Future suggestions in Table 1 are based on example policies, deficiency implementation and possible potentials to relief PM2.5 situations in Thailand. Firstly, real-time PM2.5 situation should be open accessed for well understanding, public discussion and solution findings together. Then optional finding solutions should be supported financial part to implement actual plan or technology to local community. Moreover, to avoid other sources of PM2.5, clean energy and eco-friendly mobility should be promoted to Thais.

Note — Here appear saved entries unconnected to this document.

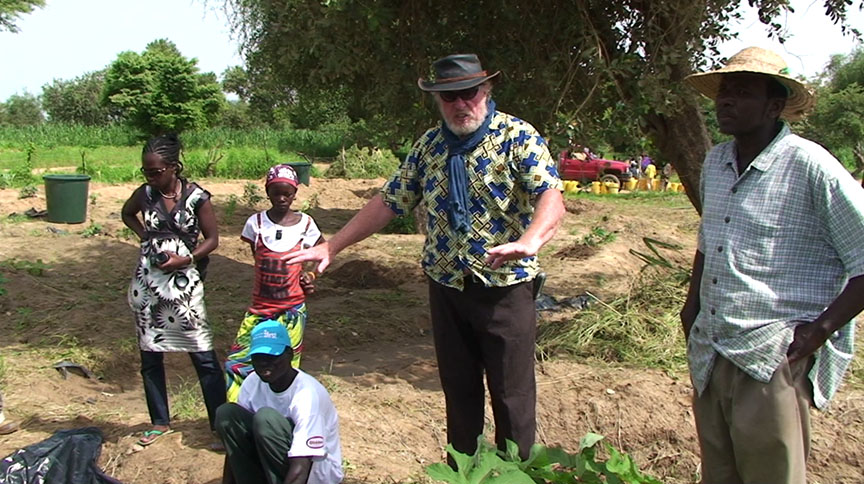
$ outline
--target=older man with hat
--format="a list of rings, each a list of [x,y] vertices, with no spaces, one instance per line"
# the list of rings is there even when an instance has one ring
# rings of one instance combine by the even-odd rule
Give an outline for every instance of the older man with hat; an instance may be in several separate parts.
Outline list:
[[[447,440],[473,453],[489,386],[495,441],[527,457],[536,430],[532,280],[537,252],[564,214],[561,180],[546,141],[527,122],[497,111],[492,80],[474,54],[435,61],[419,79],[443,122],[415,143],[381,193],[329,242],[289,262],[333,256],[420,202],[428,217],[421,265],[447,407]]]
[[[864,190],[789,130],[813,104],[751,47],[693,74],[722,133],[702,168],[702,223],[681,311],[703,484],[805,484],[809,408],[824,409],[864,309]]]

Whereas regional collaborations and agreements are necessary to control emigrated PM2.5 from neighborhood agricultural area.
This research is one part of review article of concerning PM2.5 situations in Thailand. Optional policies and networking plan can provide firstly basic information to all participating sectors such as governmental, private business, public organization and academic institutes. More basic information related to PM2.5 controlling in building scale will be continually offered as the next research series.